Dari beberapa kasus yang terjadi sebagian besar motif pelaku melakukan aksi tersebut karena mereka ingin bergabung dengan sebuah geng. Kemudian keberanian untuk membacok atau menyakiti seseorang menjadi persyaratan yang harus terpenuhi jika ingin bergabung dalam geng tersebut. Selain itu ada juga yang melakukan hal itu karena hanya ingin membuat gaduh masyarakat dan menjadi kepuasan tersendiri setelah melakukan aksi yang menyakiti orang lain tersebut.
Aksi klitih yang terakhir terjadi di Jogja adalah aksi yang menyebabkan satu korban meninggal dan enam orang luka-luka. Korban adalah siswa SMA yang pulang dari berwisata. Aksi tersebut terjadi di jalan Imogiri-Panggang. Pelaku menggunakan pedang atau parang dan clurit sebagai senjata. Pelaku juga menggunakan cadar ketika melakukan aksi klitih yang membabi buta hingga menelan korban jiwa tersebut. Kini kasus tersebut masih dalam proses penyelidikan.

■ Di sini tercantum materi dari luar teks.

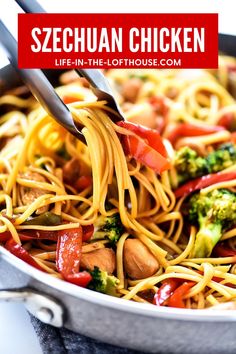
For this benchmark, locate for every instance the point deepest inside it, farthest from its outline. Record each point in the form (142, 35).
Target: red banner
(118, 40)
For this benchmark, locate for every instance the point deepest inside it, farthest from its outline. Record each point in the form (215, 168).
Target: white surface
(16, 333)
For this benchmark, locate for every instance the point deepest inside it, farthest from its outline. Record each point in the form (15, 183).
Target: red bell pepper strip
(165, 291)
(69, 249)
(176, 299)
(223, 251)
(139, 148)
(81, 279)
(28, 235)
(161, 108)
(228, 121)
(21, 253)
(203, 182)
(83, 182)
(151, 137)
(189, 130)
(70, 99)
(88, 231)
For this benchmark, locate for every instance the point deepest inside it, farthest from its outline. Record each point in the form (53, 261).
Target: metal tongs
(42, 89)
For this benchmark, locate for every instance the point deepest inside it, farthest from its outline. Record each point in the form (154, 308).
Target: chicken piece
(103, 258)
(131, 88)
(71, 171)
(139, 262)
(28, 195)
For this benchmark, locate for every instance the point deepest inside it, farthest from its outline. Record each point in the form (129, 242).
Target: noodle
(46, 173)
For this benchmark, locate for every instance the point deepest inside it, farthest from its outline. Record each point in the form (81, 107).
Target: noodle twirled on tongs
(146, 210)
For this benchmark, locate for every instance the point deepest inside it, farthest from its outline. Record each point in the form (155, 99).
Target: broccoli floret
(103, 282)
(222, 158)
(214, 213)
(108, 227)
(189, 165)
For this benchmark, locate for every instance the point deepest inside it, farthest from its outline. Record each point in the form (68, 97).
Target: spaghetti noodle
(109, 215)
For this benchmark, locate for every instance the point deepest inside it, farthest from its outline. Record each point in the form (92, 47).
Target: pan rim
(104, 300)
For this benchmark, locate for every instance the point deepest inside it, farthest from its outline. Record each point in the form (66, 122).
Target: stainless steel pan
(115, 321)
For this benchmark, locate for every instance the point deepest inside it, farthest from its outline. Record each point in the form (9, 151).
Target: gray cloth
(62, 341)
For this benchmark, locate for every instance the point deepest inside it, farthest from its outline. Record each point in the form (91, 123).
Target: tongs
(42, 89)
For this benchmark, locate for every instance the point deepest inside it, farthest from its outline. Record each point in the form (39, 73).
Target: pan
(112, 320)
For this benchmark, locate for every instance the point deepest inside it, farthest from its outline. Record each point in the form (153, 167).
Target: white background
(16, 333)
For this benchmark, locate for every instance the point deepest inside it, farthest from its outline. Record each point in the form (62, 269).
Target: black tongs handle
(30, 6)
(39, 85)
(95, 77)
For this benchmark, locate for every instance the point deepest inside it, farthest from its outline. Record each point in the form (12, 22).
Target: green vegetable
(190, 165)
(214, 212)
(108, 227)
(103, 282)
(45, 219)
(222, 158)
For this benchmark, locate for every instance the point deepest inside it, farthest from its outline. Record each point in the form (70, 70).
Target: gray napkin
(62, 341)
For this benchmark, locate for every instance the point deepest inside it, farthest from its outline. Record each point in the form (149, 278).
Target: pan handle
(45, 308)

Maraknya aksi klitih membuat masyarakat resah dan takut untuk keluar rumah, terutama pada malam hari. Oleh karena itu pihak kepolisisan menindak lanjuti dengan melakukan razia di daerah Jogja. Sasaran dalam razia ini adalah para remaja di Jogja. Dari razia tersebut kepolisian telah beberapa kali berhasil menangkap remaja-remaja yang membawa senjata tajam. Meskipun sudah dilakukan razia, namun aksi tersebut ,asih tetap terjadi hingga sekarang.

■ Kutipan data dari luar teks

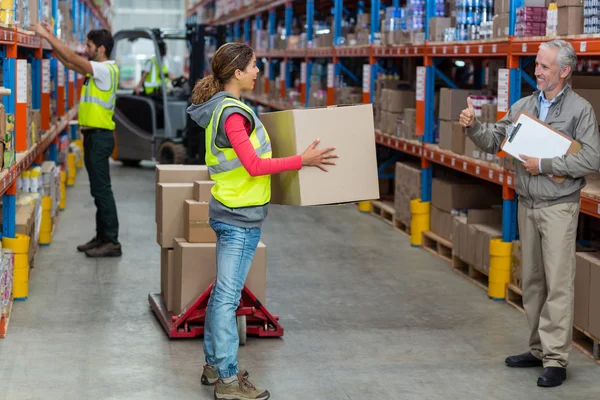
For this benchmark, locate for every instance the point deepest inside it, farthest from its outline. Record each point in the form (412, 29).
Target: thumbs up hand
(467, 116)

Jogja yang terkenal nyaman dan aman, kini menjadi tidak aman oleh remaja yang tidak bermoral dan kurang kerjaan. Pandangan orang mengenai kota Jogja yang terkenal dengan masyarakatnya yang ramah kepada sesama orang Jogja maupun bukan, kini menjadi berubah. Remaja yang menempuh pendidikan seharusnya mengerti dan mampu membedakan mana perbuatan yang baik dan buruk serta mana perbuatan yang positif dan tidak merugikan orang lain. Dari kasus ini, istilah “Jogja, kota pelajar” menjadi terasa aneh terdengar ketika para pelajar justru membuat onar. Apakah ini sebuah kegagalan dunia pendidikan dalam membentuk karakter pelajar yang mengerti moral dan etika dalam kehidupan bermasyarakat.